Something I have realised is that I really want to have a family. It’s funny, it happened only this year. Many of my close friends got engaged or got married and I realised that this is something I’m also interested in. This was a big change because I had never really thought about it and I always cared more about my professional life or my liberty or having fun. But this year I sat down, had a look and thought, Okay I think I want that too.
So in ten years time that would be probably a moment when I’m ready. I’d like to find a good partner too I think.
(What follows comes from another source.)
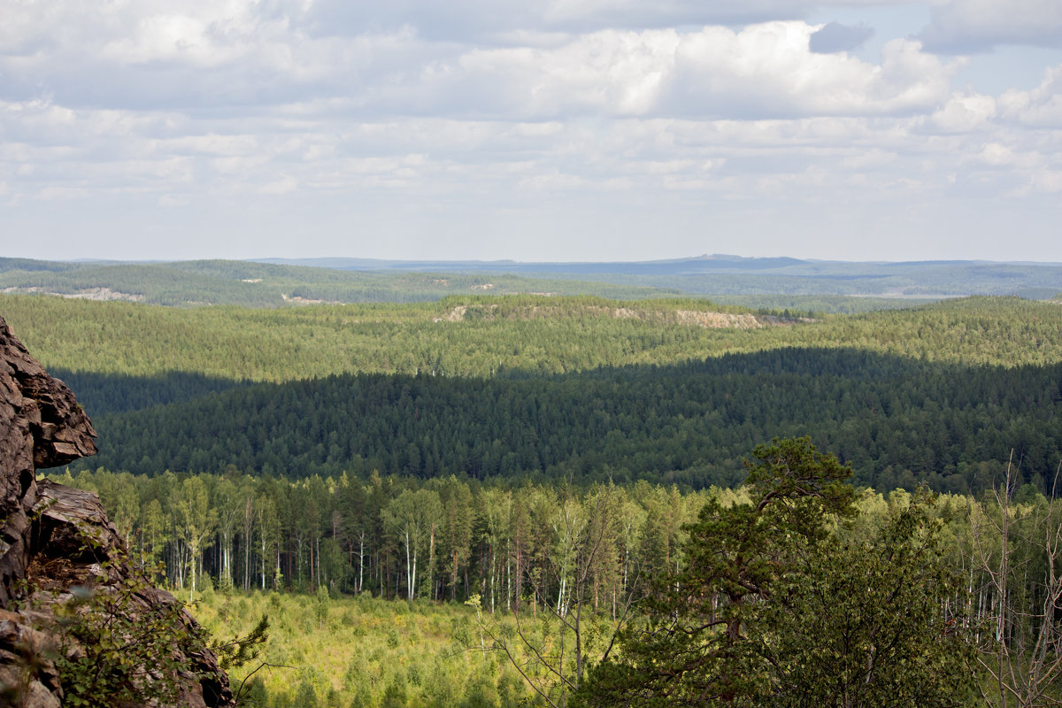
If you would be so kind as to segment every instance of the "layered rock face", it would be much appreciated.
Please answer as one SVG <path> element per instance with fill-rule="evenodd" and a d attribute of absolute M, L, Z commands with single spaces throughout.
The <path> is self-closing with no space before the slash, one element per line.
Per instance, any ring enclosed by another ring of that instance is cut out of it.
<path fill-rule="evenodd" d="M 135 685 L 137 698 L 124 706 L 234 705 L 228 677 L 194 620 L 126 563 L 96 495 L 36 481 L 38 468 L 95 454 L 95 437 L 70 390 L 0 317 L 0 705 L 65 705 L 62 668 L 95 656 L 85 633 L 70 627 L 91 628 L 101 612 L 113 626 L 154 628 L 159 656 L 124 668 L 133 678 L 115 679 L 115 687 Z M 109 641 L 139 640 L 119 631 Z M 113 696 L 98 697 L 113 705 Z"/>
Somebody with whom I can share my life and build something with, but who also allows me to remain who I am and keep on growing.
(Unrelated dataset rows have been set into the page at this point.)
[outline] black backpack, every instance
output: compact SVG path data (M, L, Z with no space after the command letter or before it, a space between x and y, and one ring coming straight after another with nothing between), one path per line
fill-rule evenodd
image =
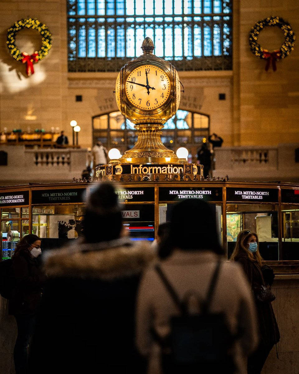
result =
M11 258L0 262L0 294L2 297L10 299L15 288L15 282L12 272Z
M212 276L205 300L200 302L201 312L190 315L188 300L181 301L173 288L157 265L155 269L178 307L181 315L170 321L170 332L165 339L152 332L161 346L164 374L191 374L215 371L232 373L235 371L232 348L237 335L231 334L223 313L212 313L210 306L221 261ZM188 297L191 295L187 294Z

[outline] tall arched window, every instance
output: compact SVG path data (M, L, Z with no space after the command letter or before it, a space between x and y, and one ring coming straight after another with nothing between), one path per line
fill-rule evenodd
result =
M137 141L134 126L120 112L96 116L92 120L93 143L100 140L108 148L118 148L123 154ZM165 124L161 139L168 148L175 151L179 147L185 147L195 157L209 132L208 116L179 109Z
M232 0L67 0L70 71L117 71L142 53L178 70L232 68Z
And what do you think we should talk more about?
There are many things I would like to say!
But to choose one thing, I would say environment. I only started learning about this once I started travelling and seeing how big the damage is already. If you live in Asia you realise we consume more than we can ever need. All this plastic, all these things that you see in the supermarkets, all this trash—this is all going somewhere and it’s too much! For me it’s really depressing to see how we produce and produce and produce. We are the new generation, we are supposed to change things but no one thinks, Do I really need these things? We just accept that we need all this crap!
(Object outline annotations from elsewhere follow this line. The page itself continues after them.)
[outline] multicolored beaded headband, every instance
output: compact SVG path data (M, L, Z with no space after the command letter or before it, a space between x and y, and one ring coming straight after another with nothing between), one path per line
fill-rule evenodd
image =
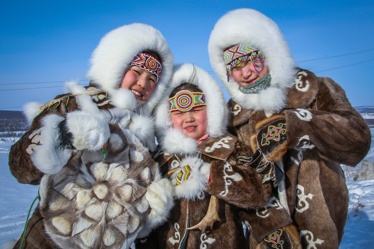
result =
M149 71L156 76L156 83L159 80L160 73L162 67L159 60L150 54L141 53L134 57L130 66L137 66L144 69Z
M206 105L204 94L181 90L175 95L169 99L170 111L187 111L193 108Z
M238 44L233 46L223 52L223 59L226 63L226 75L227 82L230 78L231 66L240 67L247 61L249 55L249 59L256 71L258 72L264 68L264 56L258 48L247 44ZM261 67L261 68L257 68Z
Everything you do these days has an impact on everybody else in the world.
My personal challenge is to eliminate shit from my life and make my consumption much more conscious. It’s important to try to think about the people who make these things, how they are made and the consequences of our actions on the world and on our children. Everything you do these days has an impact on everybody else in the world. It’s crazy, it wasn’t like that 20 years ago!
There are many, many more things though. Sometimes I wish I wasn’t so well educated because then I wouldn’t ask myself so many questions and I wouldn’t feel so upset about the world!
But all these questions have driven all your choices in life, your career and everything. You wouldn’t be you if you weren’t engaged, and you wouldn’t be making a difference in the way that you are. Is there anyone in this world that you can look up to? Anyone making changes for good that make you feel hopeful?
This is a hard question. I look up to my teachers from school and university for their courage and perseverance. I look up to my mum, even though we are completely different people. Maybe they are not changing the world in a direct way, but they changed my world and gave me many opportunities.
I also look up to journalists, especially those working in war zones. Not all of them, but those like Peter Greste—who is now in jail in Egypt—and many nameless others who have been imprisoned or killed for reporting on places nobody else wants to go to. What passion you need to give up personal comfort and follow misery in the world, especially when you know so few people actually care.
Wow. Yes, it must take incredible strength. Let me throw in one last question then, what do you think the secret to happiness is?
There is no secret to it! Happiness, I think, is accepting who you are and feeling comfortable about it. But also discovering your own way of impacting the world around you and making changes for yourself and others.
Things I Love
I love getting immersed in stories. I feel a real satisfaction if I see or read something and later on that story becomes a part of who I am and what I do.
I love the feeling of letting go and dancing the night away, especially with somebody you feel a good vibe with. I find it the best antidote for any stress.
I definitely love my bike. It gives me the simplest and purest feeling of freedom. I love to discover and re-discover cities and people from the perspective of biking, which is so much better than any public transport!